Então não tem sentido a oração pessoal/individual entre eu e Deus? Claro que tem! Esta é apenas uma das dimensões da oração que se completa na dimensão comunitária, onde eu encontro o meu irmão, a minha irmã e, com eles, faço a minha caminhada como igreja. Oração alguma tem o poder de isolar-me no meu canto, estando em paz com a minha consciência, me afastando da problemática, dos conflitos presentes na vida das pessoas. A oração serve como um impulso, que nos joga para frente, indo em direção aos mais necessitados, para com eles praticar aquilo que Jesus nos pede que façamos, enquanto seguidores e seguidoras d’ELE. Como resumiu a dona Maria da Paz, uma das lideranças de nossas comunidades: “Na comunidade é nós com Deus; Deus com nós; e nós com nós mesmos.” Pronto!

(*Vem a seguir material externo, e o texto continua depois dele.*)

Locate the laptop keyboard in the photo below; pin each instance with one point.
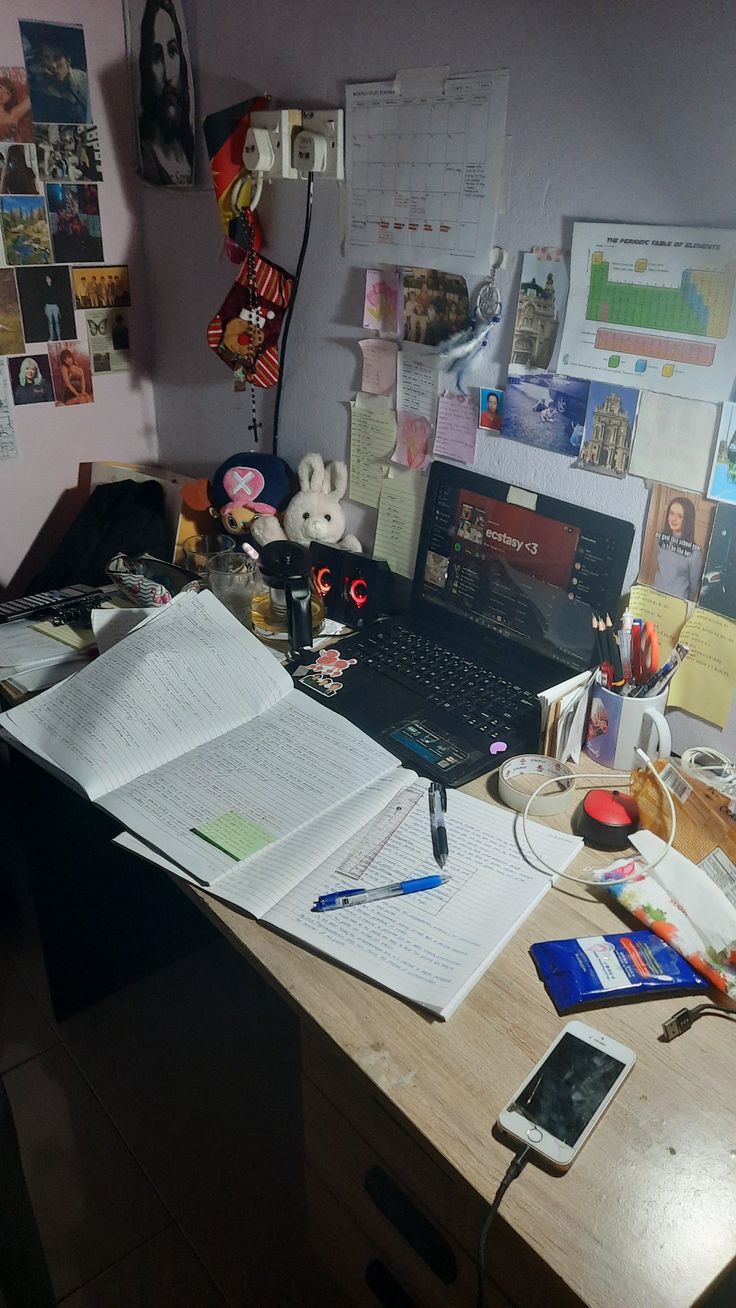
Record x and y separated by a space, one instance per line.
481 699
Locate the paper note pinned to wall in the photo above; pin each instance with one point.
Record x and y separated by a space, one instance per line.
667 614
673 438
456 425
381 305
705 682
399 521
379 365
373 434
234 833
416 386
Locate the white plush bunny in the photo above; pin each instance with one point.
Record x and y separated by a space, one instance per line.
315 512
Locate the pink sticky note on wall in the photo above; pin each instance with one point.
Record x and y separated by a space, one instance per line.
456 428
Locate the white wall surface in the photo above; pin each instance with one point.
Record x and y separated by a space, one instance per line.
618 111
38 491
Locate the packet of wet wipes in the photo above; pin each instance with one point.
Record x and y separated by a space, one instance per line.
600 968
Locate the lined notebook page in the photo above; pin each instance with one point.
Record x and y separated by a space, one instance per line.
260 883
179 680
279 772
430 947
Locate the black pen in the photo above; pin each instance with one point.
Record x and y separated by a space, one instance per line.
437 810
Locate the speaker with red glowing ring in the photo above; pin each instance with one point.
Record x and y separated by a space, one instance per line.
356 590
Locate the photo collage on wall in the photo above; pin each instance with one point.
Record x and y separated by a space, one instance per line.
51 241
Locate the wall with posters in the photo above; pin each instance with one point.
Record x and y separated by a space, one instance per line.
615 111
37 488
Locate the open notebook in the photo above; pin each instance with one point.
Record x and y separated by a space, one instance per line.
429 948
190 733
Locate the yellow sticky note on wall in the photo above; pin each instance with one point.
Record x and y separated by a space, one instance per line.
705 683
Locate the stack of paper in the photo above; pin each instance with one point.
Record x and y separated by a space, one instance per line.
192 735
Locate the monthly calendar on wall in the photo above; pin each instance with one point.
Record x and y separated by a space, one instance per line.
425 170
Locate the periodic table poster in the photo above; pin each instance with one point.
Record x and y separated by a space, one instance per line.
425 170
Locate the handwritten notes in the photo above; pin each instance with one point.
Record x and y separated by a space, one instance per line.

É preciso aproximar o nosso coração ao coração de Jesus. Ao fazermos este exercício, vamos perceber que não basta ter fé EM Jesus, mas somos desafiados a ter em nós a mesma fé DE Jesus. Se não fizermos desta forma em nosso jeito de rezar, correremos o risco de fazer como aqueles que Jesus abominou dizendo: “Esse povo me honra com os lábios, mas o coração deles está longe de mim.” (Mt 15, 8) Se no seu tempo, Jesus condenou as práticas daqueles que se julgavam acima do bem de do mal, hoje também ELE nos alerta sobre a nossa vivência cristã, que nos apegamos as coisas sem muito sentido e desprezamos a essência da verdadeira prática da fé, frente a Palavra de Deus.